You're seeing the difference between the normalized and denormalized minimum. The problem is that due to the way the significand is used it is possible to make a larger negative exponent than a positive one, say the bit pattern of the significand is all zeros except the last bit, which is one, then the exponent is effectively lowered by the number of bits in the significand. For the maximum you cannot do this, even if you set the significand to all ones, the effective exponent will still only be the exponent that is given. i.e. think of the difference between 0.000001e-10 and 9.999999e+10, the first is much smaller than the second is big. The first is actually 1e-16 while the second is approx 1e+11.
It depends on the precision of the floating point number of course. In the case of double precision, the difference between the maximum and the next smaller value is already huge, (along the lines of 10^292,) so your rounding errors will be very big. If the value is too small you will simply get inf instead, as you already saw. Really, there is no strict answer, it depends entirely on the precision of numbers you need. Given that the rounding error is approx epsilon*magnitude, the reciprocal of (1/epsilon) already has a rounding error of around 1.0 if you need numbers to be accurate to 1e-3 then even epsilon would be too big to divide by.
See these wikipedia pages on IEEE754 and Machine epsilon for some background info.

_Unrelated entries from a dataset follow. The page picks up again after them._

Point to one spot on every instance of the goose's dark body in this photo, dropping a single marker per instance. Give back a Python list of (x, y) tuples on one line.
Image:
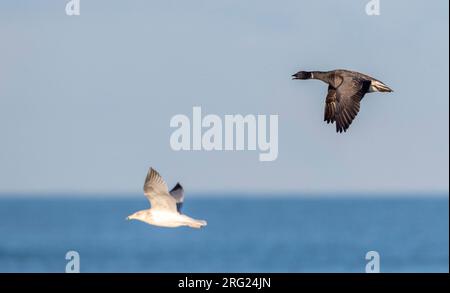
[(345, 91)]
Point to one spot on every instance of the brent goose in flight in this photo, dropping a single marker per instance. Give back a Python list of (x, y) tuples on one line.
[(345, 90), (165, 206)]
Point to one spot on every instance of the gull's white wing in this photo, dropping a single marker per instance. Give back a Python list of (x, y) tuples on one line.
[(155, 189), (178, 193)]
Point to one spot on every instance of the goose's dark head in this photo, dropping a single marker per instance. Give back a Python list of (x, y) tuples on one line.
[(302, 75)]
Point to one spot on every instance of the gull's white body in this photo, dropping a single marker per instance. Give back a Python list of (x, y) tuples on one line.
[(165, 205)]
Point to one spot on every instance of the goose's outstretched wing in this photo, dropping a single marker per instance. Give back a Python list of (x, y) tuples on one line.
[(330, 105), (348, 97), (155, 189), (178, 193)]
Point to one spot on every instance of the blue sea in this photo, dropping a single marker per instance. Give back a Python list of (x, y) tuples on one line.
[(277, 234)]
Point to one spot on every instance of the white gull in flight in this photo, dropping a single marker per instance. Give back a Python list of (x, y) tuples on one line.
[(165, 205)]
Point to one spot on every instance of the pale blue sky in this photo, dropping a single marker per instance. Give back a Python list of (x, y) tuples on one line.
[(85, 102)]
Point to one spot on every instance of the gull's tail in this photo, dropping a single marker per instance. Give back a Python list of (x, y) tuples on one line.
[(193, 223)]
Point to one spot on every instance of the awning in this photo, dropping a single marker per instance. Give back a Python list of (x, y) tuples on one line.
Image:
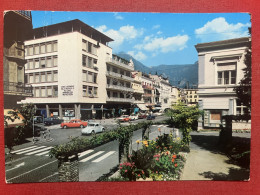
[(15, 122), (142, 107)]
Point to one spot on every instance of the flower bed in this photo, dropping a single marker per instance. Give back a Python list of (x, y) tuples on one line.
[(159, 160)]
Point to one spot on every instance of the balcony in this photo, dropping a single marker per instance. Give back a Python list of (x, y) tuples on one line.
[(119, 64), (119, 87), (117, 75), (17, 89), (125, 100)]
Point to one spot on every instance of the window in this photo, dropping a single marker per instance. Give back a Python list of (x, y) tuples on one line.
[(36, 49), (55, 61), (95, 78), (43, 92), (49, 62), (49, 77), (31, 78), (49, 91), (43, 48), (37, 78), (37, 92), (55, 46), (43, 77), (95, 91), (55, 76), (84, 60), (227, 77), (36, 63), (42, 62), (49, 47)]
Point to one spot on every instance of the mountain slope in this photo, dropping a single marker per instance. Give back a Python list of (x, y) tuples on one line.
[(179, 75)]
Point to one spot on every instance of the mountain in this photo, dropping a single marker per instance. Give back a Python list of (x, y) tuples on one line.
[(182, 76)]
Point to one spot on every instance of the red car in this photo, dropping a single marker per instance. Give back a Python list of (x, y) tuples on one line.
[(74, 123), (142, 116)]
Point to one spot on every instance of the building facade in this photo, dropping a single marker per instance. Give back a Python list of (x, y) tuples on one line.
[(67, 67), (221, 66), (17, 28)]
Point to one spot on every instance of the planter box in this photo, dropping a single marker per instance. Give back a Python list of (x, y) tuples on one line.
[(68, 168)]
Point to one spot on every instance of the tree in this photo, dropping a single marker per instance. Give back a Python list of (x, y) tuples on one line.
[(185, 117), (26, 112), (243, 91)]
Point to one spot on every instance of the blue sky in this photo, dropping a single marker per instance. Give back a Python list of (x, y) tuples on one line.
[(156, 38)]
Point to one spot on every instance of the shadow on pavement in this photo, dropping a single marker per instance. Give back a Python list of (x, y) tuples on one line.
[(233, 175)]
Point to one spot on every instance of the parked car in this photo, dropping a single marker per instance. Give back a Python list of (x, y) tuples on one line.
[(133, 117), (52, 121), (92, 128), (74, 123), (38, 129), (142, 115), (37, 119), (150, 117), (124, 118)]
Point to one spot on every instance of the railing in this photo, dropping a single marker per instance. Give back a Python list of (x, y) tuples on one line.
[(113, 74), (119, 87), (18, 88), (119, 63), (113, 99), (14, 52)]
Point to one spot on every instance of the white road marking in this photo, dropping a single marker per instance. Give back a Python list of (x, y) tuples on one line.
[(85, 153), (30, 150), (104, 156), (49, 176), (42, 153), (23, 149), (30, 153), (30, 171), (92, 156), (16, 166)]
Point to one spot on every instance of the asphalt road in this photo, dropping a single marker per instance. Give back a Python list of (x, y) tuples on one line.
[(31, 162)]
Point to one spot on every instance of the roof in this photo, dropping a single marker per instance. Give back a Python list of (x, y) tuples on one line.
[(71, 26)]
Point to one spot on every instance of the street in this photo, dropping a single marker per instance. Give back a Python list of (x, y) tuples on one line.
[(31, 162)]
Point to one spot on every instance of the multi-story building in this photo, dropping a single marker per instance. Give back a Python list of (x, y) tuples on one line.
[(67, 67), (221, 66), (119, 85), (17, 28), (191, 96), (138, 91)]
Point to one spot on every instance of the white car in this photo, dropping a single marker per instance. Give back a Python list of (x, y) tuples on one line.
[(92, 128), (133, 117)]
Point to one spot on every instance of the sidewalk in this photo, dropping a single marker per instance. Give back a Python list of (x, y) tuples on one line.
[(204, 162)]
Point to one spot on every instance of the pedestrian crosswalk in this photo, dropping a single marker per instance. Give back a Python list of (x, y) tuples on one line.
[(88, 155)]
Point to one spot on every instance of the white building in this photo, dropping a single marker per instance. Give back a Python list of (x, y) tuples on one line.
[(220, 70), (67, 67)]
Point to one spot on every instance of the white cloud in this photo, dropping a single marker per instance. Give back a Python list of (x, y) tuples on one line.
[(118, 17), (137, 55), (164, 45), (124, 33), (156, 26), (220, 29)]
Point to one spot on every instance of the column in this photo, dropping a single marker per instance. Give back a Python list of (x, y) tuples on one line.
[(60, 111), (47, 110)]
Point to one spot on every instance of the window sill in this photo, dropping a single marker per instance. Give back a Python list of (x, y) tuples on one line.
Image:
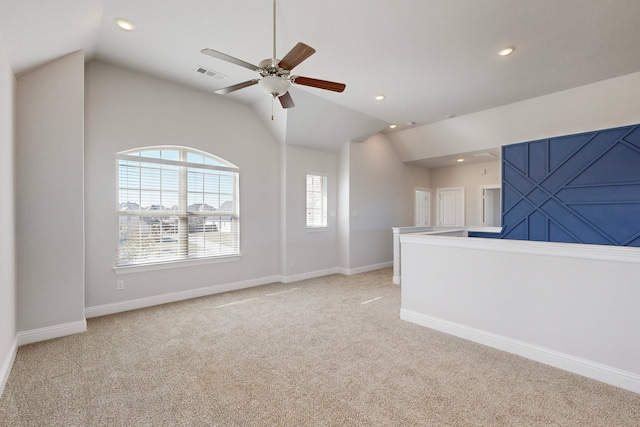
[(169, 265), (316, 229)]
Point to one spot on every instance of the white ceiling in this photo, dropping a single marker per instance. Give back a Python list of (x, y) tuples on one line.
[(430, 58)]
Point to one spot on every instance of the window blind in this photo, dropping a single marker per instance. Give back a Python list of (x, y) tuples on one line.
[(316, 201), (176, 203)]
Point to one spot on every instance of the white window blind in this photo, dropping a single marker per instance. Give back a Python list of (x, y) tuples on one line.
[(176, 203), (316, 201)]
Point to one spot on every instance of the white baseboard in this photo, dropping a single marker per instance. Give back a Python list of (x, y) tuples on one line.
[(365, 269), (606, 374), (5, 370), (309, 275), (50, 332), (119, 307)]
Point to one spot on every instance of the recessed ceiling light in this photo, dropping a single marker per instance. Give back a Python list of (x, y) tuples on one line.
[(125, 25), (506, 51)]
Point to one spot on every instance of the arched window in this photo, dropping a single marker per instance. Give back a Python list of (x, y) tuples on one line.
[(175, 203)]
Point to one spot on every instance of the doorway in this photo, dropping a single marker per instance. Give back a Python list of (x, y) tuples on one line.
[(450, 206), (422, 207), (491, 202)]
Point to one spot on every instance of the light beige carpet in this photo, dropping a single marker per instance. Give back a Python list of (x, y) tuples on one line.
[(323, 352)]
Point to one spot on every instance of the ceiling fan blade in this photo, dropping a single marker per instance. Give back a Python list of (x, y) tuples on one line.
[(231, 59), (299, 53), (320, 84), (235, 87), (286, 101)]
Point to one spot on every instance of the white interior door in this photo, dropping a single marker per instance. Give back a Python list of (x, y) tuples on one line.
[(422, 208), (450, 207)]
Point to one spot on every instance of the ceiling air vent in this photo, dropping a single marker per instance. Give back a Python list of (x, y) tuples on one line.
[(484, 155), (210, 73)]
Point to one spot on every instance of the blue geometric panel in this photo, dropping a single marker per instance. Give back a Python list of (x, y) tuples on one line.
[(563, 147), (581, 188), (626, 159), (634, 138)]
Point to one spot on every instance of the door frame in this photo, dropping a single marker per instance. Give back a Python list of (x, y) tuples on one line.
[(481, 211), (415, 206), (459, 202)]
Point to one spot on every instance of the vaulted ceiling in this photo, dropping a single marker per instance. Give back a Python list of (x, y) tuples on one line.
[(430, 58)]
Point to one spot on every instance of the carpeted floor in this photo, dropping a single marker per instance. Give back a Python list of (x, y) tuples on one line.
[(330, 351)]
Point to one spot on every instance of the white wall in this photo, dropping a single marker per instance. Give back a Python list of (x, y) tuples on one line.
[(126, 110), (567, 305), (381, 196), (344, 210), (49, 206), (7, 220), (309, 250), (606, 104), (471, 177)]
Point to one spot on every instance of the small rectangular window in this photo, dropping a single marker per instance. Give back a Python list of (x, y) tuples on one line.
[(316, 201)]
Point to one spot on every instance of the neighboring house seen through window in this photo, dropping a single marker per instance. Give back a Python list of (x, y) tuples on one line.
[(176, 203), (316, 201)]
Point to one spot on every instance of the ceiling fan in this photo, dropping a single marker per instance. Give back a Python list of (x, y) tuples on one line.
[(276, 73)]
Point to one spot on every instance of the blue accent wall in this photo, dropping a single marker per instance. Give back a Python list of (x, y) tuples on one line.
[(582, 188)]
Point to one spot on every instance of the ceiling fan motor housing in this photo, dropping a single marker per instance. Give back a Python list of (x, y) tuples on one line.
[(274, 79)]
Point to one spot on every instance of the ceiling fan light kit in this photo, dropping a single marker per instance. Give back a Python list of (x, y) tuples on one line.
[(276, 79)]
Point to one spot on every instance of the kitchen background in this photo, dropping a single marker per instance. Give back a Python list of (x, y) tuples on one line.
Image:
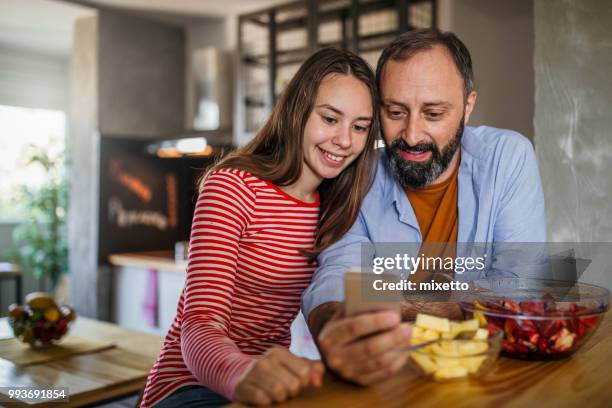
[(115, 83)]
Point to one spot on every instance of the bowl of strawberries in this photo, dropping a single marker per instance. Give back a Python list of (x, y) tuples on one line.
[(541, 319)]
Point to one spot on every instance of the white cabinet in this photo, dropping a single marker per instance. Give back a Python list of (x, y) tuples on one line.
[(135, 291)]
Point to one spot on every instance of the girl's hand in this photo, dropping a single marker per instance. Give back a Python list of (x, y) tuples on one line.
[(278, 376)]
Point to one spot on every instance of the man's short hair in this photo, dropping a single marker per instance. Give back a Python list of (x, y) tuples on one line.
[(412, 42)]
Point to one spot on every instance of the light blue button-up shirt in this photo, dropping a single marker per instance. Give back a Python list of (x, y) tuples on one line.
[(500, 199)]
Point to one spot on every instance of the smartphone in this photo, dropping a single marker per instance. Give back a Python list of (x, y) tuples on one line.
[(363, 294)]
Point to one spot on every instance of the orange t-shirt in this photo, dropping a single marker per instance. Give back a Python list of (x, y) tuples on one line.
[(435, 208)]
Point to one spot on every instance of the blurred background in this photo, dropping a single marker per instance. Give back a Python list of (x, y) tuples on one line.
[(111, 109)]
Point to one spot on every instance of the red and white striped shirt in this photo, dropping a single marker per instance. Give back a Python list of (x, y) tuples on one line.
[(244, 281)]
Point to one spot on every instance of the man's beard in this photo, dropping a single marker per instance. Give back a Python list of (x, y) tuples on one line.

Epsilons are added to test equality between two values that should be equal, but aren't because of rounding errors. While you could use the smallest positive value for epsilon, it wouldn't be optimal, because it's simply too small. The rounding errors caused by floating point arithmetic almost always exceed that smallest value, so a larger epsilon is needed. How large depends on your desired accuracy.
I don't understand the question. Are the reciprocals useful for what? I can't think of any reason why they would be useful.
In general, dividing by very small values is a bad idea as it will cause very large rounding errors. I'm not sure what you mean by adding an upper bound. Just avoid dividing by small values wherever possible.